Normal traction and displacement for pin-hole problem

[nawidgc]

Consider a circular pin-in-a-hole problem in two dimensions. Let the plate containing the hole be infinite so that the dimensions of the circular pin are very small compared to the plate. The conditions of plane stress be assumed everywhere. Also, let the pin be loaded with a force applied at the pin centre and acting in, say, negative Y-direction and the plate be fixed in all directions (ux=uy=0). For this problem, is there an analytical solution possible for normal traction (or radial, circumferential stresses) and normal displacement at the points on the pin and hole for:

(a) when both pin and hole are in full (360 degree) frictionless contact,
(b) when both pin and hole are in full (360 degree) contact with some finite friction.

I believe it would be difficult to derive an analytical solution when friction is present, but, I think a solution is possible for case (a) when there is no friction. Any pointer to references giving the analytical solution much appreciated.
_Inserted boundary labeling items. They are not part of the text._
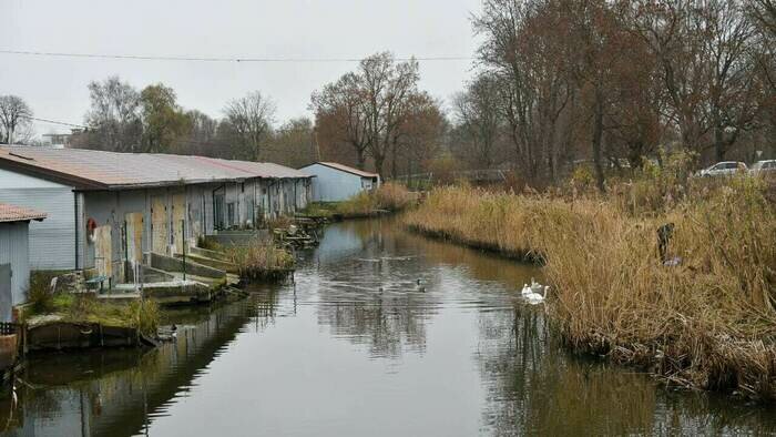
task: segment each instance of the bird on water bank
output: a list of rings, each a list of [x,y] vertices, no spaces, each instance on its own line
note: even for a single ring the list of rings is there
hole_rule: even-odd
[[[543,294],[531,293],[531,294],[529,294],[529,295],[525,296],[525,299],[528,299],[528,302],[529,302],[530,304],[540,304],[540,303],[544,302],[544,298],[547,298],[547,292],[548,292],[549,289],[550,289],[550,286],[549,286],[549,285],[545,285],[545,286],[544,286],[544,293],[543,293]]]
[[[420,292],[420,293],[425,293],[425,292],[426,292],[426,287],[422,286],[422,285],[420,285],[420,278],[418,278],[418,281],[416,281],[415,289],[418,291],[418,292]]]

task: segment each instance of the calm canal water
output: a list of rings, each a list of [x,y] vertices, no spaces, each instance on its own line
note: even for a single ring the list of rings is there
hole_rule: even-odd
[[[773,406],[665,390],[566,354],[543,307],[520,298],[535,267],[392,220],[331,225],[300,256],[295,285],[174,313],[175,344],[33,359],[18,407],[0,396],[0,434],[776,433]]]

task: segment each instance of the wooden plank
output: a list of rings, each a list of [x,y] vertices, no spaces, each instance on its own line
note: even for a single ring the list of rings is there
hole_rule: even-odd
[[[105,277],[111,277],[113,272],[111,232],[111,225],[98,226],[94,230],[94,267],[98,271],[98,275]]]
[[[186,220],[186,195],[184,193],[173,194],[173,253],[183,253],[184,220]]]
[[[151,197],[151,250],[166,254],[170,236],[167,233],[167,206],[164,196]]]
[[[143,213],[129,213],[126,221],[126,261],[143,261]]]

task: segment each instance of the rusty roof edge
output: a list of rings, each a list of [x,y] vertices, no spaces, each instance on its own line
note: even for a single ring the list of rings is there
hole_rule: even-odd
[[[380,177],[379,173],[367,172],[366,170],[354,169],[350,165],[345,165],[345,164],[340,164],[338,162],[328,162],[328,161],[316,161],[312,164],[307,164],[307,165],[302,166],[302,167],[296,169],[296,170],[302,171],[302,169],[306,169],[306,167],[315,165],[315,164],[327,166],[327,167],[334,169],[334,170],[339,170],[340,172],[350,173],[350,174],[354,174],[356,176],[370,177],[370,179]],[[331,164],[337,164],[337,165],[331,165]]]
[[[0,169],[19,171],[20,173],[25,174],[28,176],[40,177],[47,181],[69,185],[74,189],[104,190],[108,187],[108,185],[98,181],[93,181],[81,176],[74,176],[69,173],[58,172],[55,170],[45,169],[40,165],[33,165],[20,161],[9,160],[2,155],[0,155]]]

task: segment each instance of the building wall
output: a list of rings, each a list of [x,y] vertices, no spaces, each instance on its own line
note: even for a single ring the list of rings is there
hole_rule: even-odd
[[[152,221],[154,199],[165,209],[162,216],[166,228],[164,252],[172,253],[174,250],[180,253],[183,246],[180,241],[183,235],[181,217],[186,221],[183,238],[192,244],[201,235],[215,231],[214,191],[224,194],[224,214],[226,205],[233,204],[234,222],[227,223],[227,226],[241,227],[306,206],[309,190],[305,191],[305,180],[254,179],[157,189],[74,192],[71,186],[0,170],[0,202],[48,214],[43,222],[30,224],[29,265],[32,270],[94,268],[98,266],[96,256],[110,258],[105,262],[110,266],[100,267],[106,270],[114,282],[123,282],[125,277],[127,214],[143,215],[142,252],[150,252],[153,247],[154,232],[159,232],[153,228]],[[98,226],[108,226],[99,232],[100,244],[88,235],[89,218],[94,220]],[[106,242],[103,241],[105,238]],[[96,253],[98,250],[101,254]]]
[[[0,264],[11,265],[11,306],[27,301],[30,285],[28,241],[27,222],[0,223]],[[0,322],[11,321],[10,309],[0,308]]]
[[[321,164],[300,169],[313,177],[313,200],[341,202],[361,192],[361,176]]]
[[[71,186],[0,170],[0,202],[44,212],[30,223],[30,267],[75,267],[75,197]]]

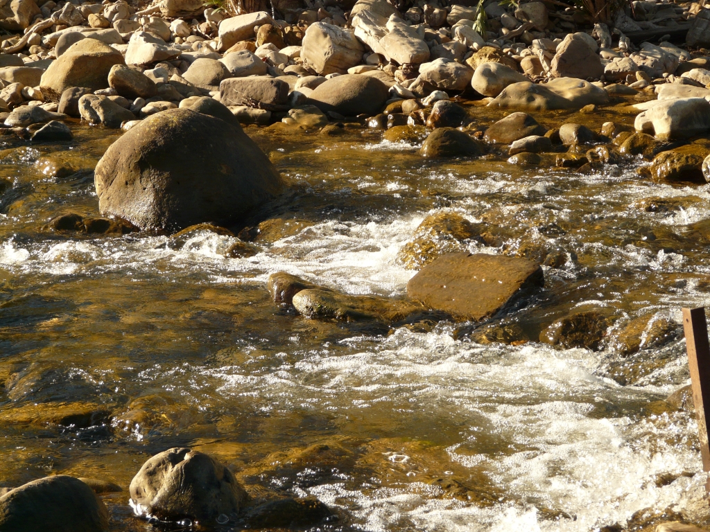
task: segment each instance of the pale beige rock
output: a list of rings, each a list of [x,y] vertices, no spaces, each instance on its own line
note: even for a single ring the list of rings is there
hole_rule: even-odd
[[[224,52],[241,40],[253,38],[255,27],[273,23],[266,11],[248,13],[222,21],[219,23],[219,51]]]
[[[526,82],[528,78],[501,63],[479,65],[471,79],[471,86],[484,96],[495,98],[513,83]]]
[[[301,59],[307,68],[322,75],[344,74],[360,63],[364,51],[352,31],[318,22],[306,30]]]

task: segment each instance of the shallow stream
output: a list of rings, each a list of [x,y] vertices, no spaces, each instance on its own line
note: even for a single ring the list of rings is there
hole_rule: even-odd
[[[503,116],[471,112],[481,126]],[[612,107],[535,116],[596,131],[633,121]],[[689,382],[680,336],[626,359],[534,341],[585,305],[679,323],[681,306],[710,304],[710,231],[689,227],[710,218],[708,187],[654,183],[640,159],[581,174],[502,154],[427,161],[367,128],[249,127],[296,192],[248,221],[280,220],[256,255],[224,258],[234,238],[207,231],[175,250],[164,235],[43,230],[99,214],[92,170],[118,133],[72,128],[67,144],[0,137],[0,487],[111,480],[124,489],[105,499],[112,530],[153,530],[128,485],[150,455],[187,445],[251,489],[318,497],[340,516],[334,530],[710,522],[694,415],[665,401]],[[531,341],[481,344],[476,326],[447,321],[309,320],[271,302],[266,281],[281,270],[403,297],[415,272],[397,253],[441,210],[497,228],[496,245],[472,251],[562,254],[503,318]]]

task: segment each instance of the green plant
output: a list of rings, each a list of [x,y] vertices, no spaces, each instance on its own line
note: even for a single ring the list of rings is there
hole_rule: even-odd
[[[512,1],[512,0],[507,1]],[[484,39],[486,38],[486,33],[488,31],[488,16],[486,15],[486,10],[484,9],[484,0],[479,0],[479,4],[476,8],[474,30]]]

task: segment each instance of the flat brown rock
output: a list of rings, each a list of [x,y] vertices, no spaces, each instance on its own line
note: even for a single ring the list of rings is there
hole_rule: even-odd
[[[407,294],[457,319],[480,321],[520,292],[544,284],[542,268],[527,259],[449,253],[412,277]]]

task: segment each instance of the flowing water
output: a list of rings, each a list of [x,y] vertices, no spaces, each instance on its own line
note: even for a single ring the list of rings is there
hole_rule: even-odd
[[[471,113],[484,126],[503,116]],[[614,108],[536,118],[633,119]],[[580,174],[502,154],[426,161],[366,128],[250,127],[297,192],[260,214],[280,221],[256,255],[225,258],[234,238],[208,231],[173,249],[165,235],[42,230],[98,214],[92,169],[117,134],[72,127],[67,144],[0,138],[0,486],[111,480],[124,489],[105,498],[112,530],[152,530],[132,516],[128,484],[152,454],[188,445],[250,489],[318,497],[339,515],[334,530],[708,521],[694,415],[665,402],[689,382],[679,335],[626,359],[534,341],[590,304],[618,323],[679,323],[681,306],[707,304],[707,232],[691,227],[710,218],[707,187],[653,183],[640,159]],[[46,172],[46,156],[70,174]],[[545,288],[496,322],[531,341],[479,343],[476,327],[448,321],[309,320],[271,301],[266,281],[280,270],[403,297],[415,272],[397,253],[441,210],[498,231],[472,251],[562,253]]]

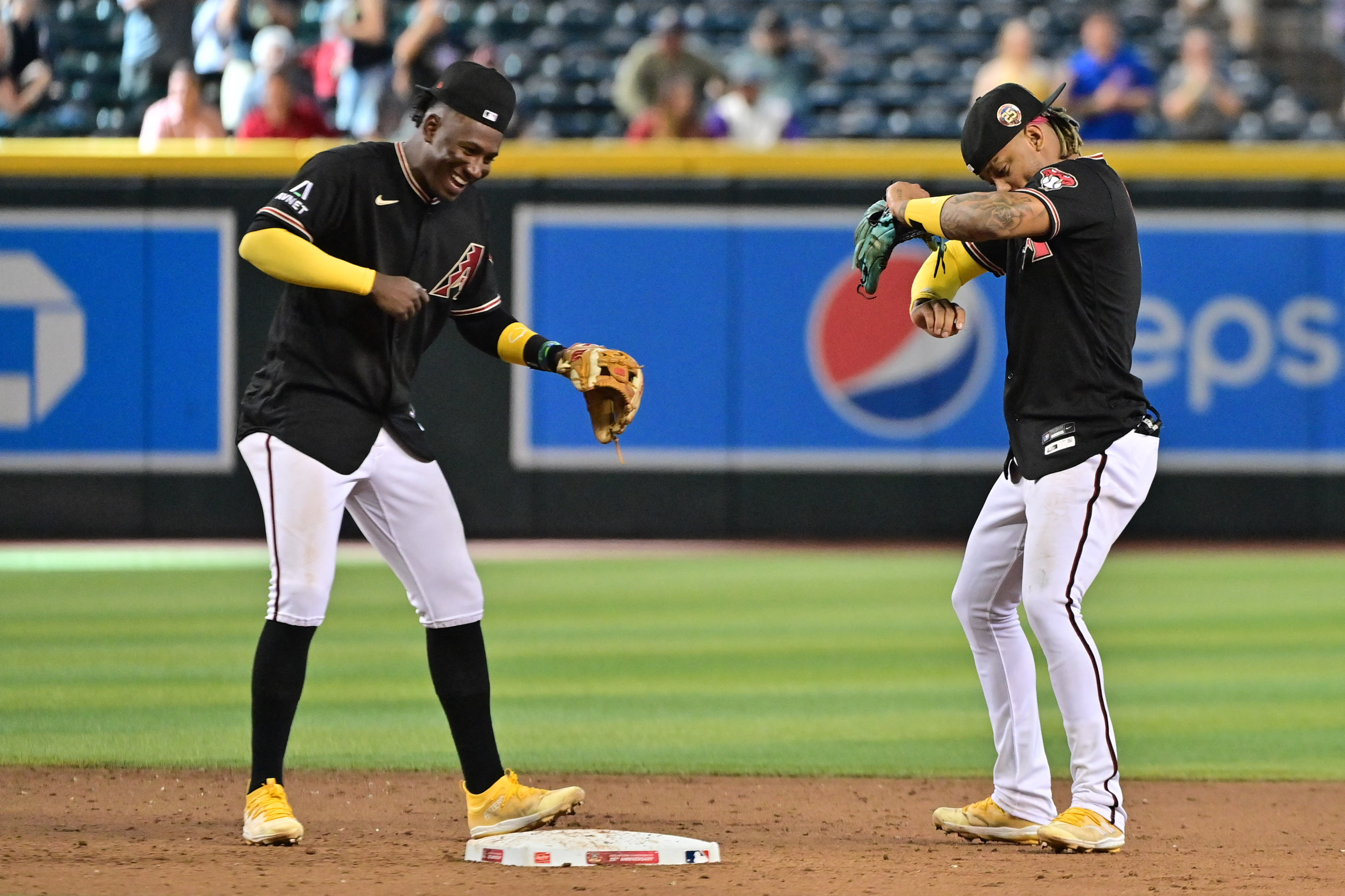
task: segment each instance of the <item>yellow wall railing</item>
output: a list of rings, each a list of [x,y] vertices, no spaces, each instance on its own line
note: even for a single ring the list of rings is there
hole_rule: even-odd
[[[274,177],[328,140],[0,140],[0,177]],[[1132,180],[1345,180],[1345,144],[1089,144]],[[716,141],[508,141],[495,179],[659,177],[885,180],[970,177],[954,141],[800,141],[767,152]]]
Thanks in advance for your help.
N.

 

[Navin A S]

S. For case (a) when both pin and hole are in full (360 degree) frictionless contact, the analytical solution is possible. The solution is derived by minimizing the energy stored in the system. The normal traction on the surface of the pin and hole will be determined from the equilibrium equation. The normal displacement at the points on the pin and hole can also be determined. For details, see the paper "Analysis of Pin-in-Hole Contact Problem with Nonlinear Friction" by P. T. Hsu and S. M. Kuo (Journal of the Mechanics and Physics of Solids, Vol. 47, No. 6 (June 1999), pp. 1177-1197).